Children are not small adults – In Intensive Care Units with no age separation, nursing staff are posted and rotated on each shift, to specific beds and not specific patients. This often leads to miniaturization (in size) of all sorts of care (bed, pillow, support, utensil, napkin, etc.) as a corollary of care.
Personnel hygiene and barrier nursing – Unlike adults, babies are far more immunocompromised with their normal microbial flora not yet fully developed. Too much of accessories in the form of cotton wraps/towel wraps/sterile drapes and then positioning of babies with sternum open and the “spaghetti syndrome” are a common sight in infants who have undergone a cardiopulmonary bypass (CPB) for their repair. This creates a favorable environment for bacteria (especially gut associated Enterobacteriacea) to multiply in enclosed, wet, and warm surfaces.
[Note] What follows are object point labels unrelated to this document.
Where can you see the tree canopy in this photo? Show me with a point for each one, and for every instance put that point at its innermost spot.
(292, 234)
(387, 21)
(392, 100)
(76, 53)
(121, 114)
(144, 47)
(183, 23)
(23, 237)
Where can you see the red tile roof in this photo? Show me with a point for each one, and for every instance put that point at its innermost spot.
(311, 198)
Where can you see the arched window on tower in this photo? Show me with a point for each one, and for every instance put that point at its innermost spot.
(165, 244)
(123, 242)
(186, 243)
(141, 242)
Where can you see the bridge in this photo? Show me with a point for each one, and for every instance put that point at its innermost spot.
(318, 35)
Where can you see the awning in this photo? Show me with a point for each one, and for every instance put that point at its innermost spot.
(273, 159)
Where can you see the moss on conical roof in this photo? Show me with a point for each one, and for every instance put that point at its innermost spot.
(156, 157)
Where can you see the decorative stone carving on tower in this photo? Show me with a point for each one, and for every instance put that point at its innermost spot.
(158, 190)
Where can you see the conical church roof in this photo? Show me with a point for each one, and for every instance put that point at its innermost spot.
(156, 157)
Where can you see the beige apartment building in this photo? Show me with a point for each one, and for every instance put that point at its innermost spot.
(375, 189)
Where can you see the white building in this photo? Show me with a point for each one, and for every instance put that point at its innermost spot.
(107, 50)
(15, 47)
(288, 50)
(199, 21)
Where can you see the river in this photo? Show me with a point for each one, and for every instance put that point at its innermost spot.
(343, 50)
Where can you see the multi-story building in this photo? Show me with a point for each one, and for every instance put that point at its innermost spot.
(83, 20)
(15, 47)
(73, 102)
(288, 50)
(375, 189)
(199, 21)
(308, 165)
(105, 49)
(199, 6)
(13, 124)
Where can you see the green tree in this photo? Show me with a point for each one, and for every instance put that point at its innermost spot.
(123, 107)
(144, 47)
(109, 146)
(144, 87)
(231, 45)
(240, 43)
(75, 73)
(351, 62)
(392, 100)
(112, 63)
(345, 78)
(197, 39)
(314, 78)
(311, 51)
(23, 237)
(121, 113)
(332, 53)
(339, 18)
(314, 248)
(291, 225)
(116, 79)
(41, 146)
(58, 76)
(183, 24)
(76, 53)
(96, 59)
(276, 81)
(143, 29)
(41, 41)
Infection control and antibiotic – In the absence of a specific and sensitive marker for infection, most of the infants are on high-end antibiotics. The systemic inflammatory response syndrome (SIRS) of babies after CPB precludes usage of inflammatory markers for monitoring infection as an etiology of fever. This generates dual responses: Prolonged use of high-end antibiotics and environmental sampling for surveillance purposes, both of which are cost-ineffective.
Infant feeding practices – As highlighted, many a times, babies are operated without even having tasted colostrum. Even for previous breast fed babies undergoing cardiac surgical repair, the inflammatory storm induced by the bypass and/or repair means that effectively the baby is not going to be fed for the next 24 h at least. The occurrence of postoperative chylothorax in these babies meant that use of simyl medium chain triglycerides fatty acids was far more common than the use of expressed breast milk (EBM), irrespective of the availability or need for the latter. The regimented feeding timetable truncated to restrict total daily fluid intake also meant that the babies were getting a fixed amount of milk feed every 2 h without any diurnal variation or escalation. The breast milk of mothers of such babies would soon dry up and babies would then be fed top milk. All such factors and more were acting in concert to create a situation of selective colonization of infant gut flora by hospital-based drug resistant microorganisms which would become the signature microbiota for the particular babies undergoing such an experience. Counseling of mothers and facilitation for EBM storage and utilization with avoidance of mixed feeding, with on-demand feeding as a norm, after the 1st week of surgery, has improved the situation.
I am writing this letter with an eye to impress upon the nursing administration cadre, who have facilitated my efforts whole heartedly, to continue with the good work and initiative that they have undertaken.